Cercle vicieux de la pauvreté

Selon Fitch, la production de Cacao est annoncée à plus de 280 000 tonnes au Cameroun en 2025, dans un contexte de hausse des prix.

Malgré cela, la pauvreté des producteurs sévit. Malgré des prix à la production relativement plus élevés qu'au Ghana ou en Côte d'Ivoire, 69 % des ménages producteurs de cacao vivent sous le seuil de pauvreté. Cette situation s'explique en grande partie par la domination des « coxeurs », ces intermédiaires qui prélèvent des marges importantes, laissant les producteurs mal rémunérés et perpétuant une chaîne d'approvisionnement opaque.


« La déforestation liée au cacao est fondamentalement liée à la pauvreté – lorsque les agriculteurs ne peuvent pas vivre de leurs terres existantes, l'expansion vers les forêts devient une stratégie de survie », explique Amourlaye Touré, Conseiller principal pour l'Afrique chez Mighty Earth. « Avec la majorité des producteurs camerounais vivant sous le seuil de pauvreté, des incitations financières directes – comme de meilleurs prix pour le cacao sans déforestation ou une assistance technique pour augmenter les rendements – sont essentielles. »


Paradoxalement, les principaux acteurs de l'industrie ne manquent pas de bonnes intentions sur le papier. Au cours de la dernière décennie, les principaux négociants en cacao comme Cargill, Barry Callebaut et Olam, ainsi que les fabricants de chocolat tels que Hershey's, Godiva et Nestlé, se sont publiquement engagés à éliminer la déforestation de leurs chaînes d'approvisionnement, beaucoup d'ici 2025 ou avant. Malgré ces promesses et les efforts en cours pour construire un système national de traçabilité au Cameroun, la mise en œuvre sur le terrain reste très en deçà des engagements.

Les leçons du passé

Célestin Tina Biyo'o, Coordinateur national adjoint des programmes de CODED Cameroun, tire les enseignements de l'histoire : « Les échecs passés dans le secteur du bois doivent servir de leçon pour éviter qu'ils ne se répètent dans la filière cacaoyère camerounaise. En adaptant l'EUDR aux réalités locales et en renforçant les capacités des producteurs, il est possible de créer un cadre qui favorise à la fois la durabilité et la prospérité économique du secteur. »

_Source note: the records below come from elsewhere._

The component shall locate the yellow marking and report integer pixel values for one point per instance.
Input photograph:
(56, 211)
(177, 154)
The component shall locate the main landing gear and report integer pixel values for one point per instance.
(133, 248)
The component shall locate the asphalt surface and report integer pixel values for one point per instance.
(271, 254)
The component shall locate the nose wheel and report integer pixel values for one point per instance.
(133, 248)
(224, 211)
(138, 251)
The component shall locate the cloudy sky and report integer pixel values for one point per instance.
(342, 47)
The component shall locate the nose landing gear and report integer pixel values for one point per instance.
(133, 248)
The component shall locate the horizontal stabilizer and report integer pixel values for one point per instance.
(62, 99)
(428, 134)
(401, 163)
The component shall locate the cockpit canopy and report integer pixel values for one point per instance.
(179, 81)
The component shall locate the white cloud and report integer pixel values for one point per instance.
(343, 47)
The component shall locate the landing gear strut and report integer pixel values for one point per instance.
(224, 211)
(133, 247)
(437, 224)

L'exploitation forestière demeure d'ailleurs le principal moteur de la déforestation au Cameroun, les agriculteurs locaux y implantant ensuite des cultures de cacao une fois les terres défrichées.

Appel à l’action

Face à cette situation, Mighty Earth formule des recommandations précises. Aux entreprises, l'organisation demande d'enquêter et de révéler les risques de déforestation, de publier des cartes des exploitations et des données sur la chaîne d'approvisionnement, d'intégrer les coxeurs dans les systèmes de traçabilité et de garantir un salaire décent aux producteurs.


 

Au gouvernement camerounais, il est demandé de développer un système national de gestion du cacao, de publier les limites des exploitations agricoles cartographiées, d'encourager la culture du cacao sur les terres dégradées et de réglementer les coxeurs. À l'Union européenne enfin, Mighty Earth réclame un renforcement de l'assistance technique et financière pour la conformité à l'EUDR, ainsi qu'une surveillance et un respect renforcés de la réglementation.

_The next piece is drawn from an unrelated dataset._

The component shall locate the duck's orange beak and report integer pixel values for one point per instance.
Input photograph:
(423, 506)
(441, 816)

Le temps presse. Sans action urgente et coordonnée, le Cameroun risque de reproduire les erreurs du passé et de voir ses précieuses forêts disparaître au profit d'une expansion cacaoyère incontrôlée. L'EUDR offre une dernière chance d'emprunter une voie différente, mais seulement si tous les acteurs agissent dès maintenant. L'avenir des forêts camerounaises et de leur biodiversité unique en dépend.


-Armand Ougock, correspondant permanent de Koaci au Cameroun.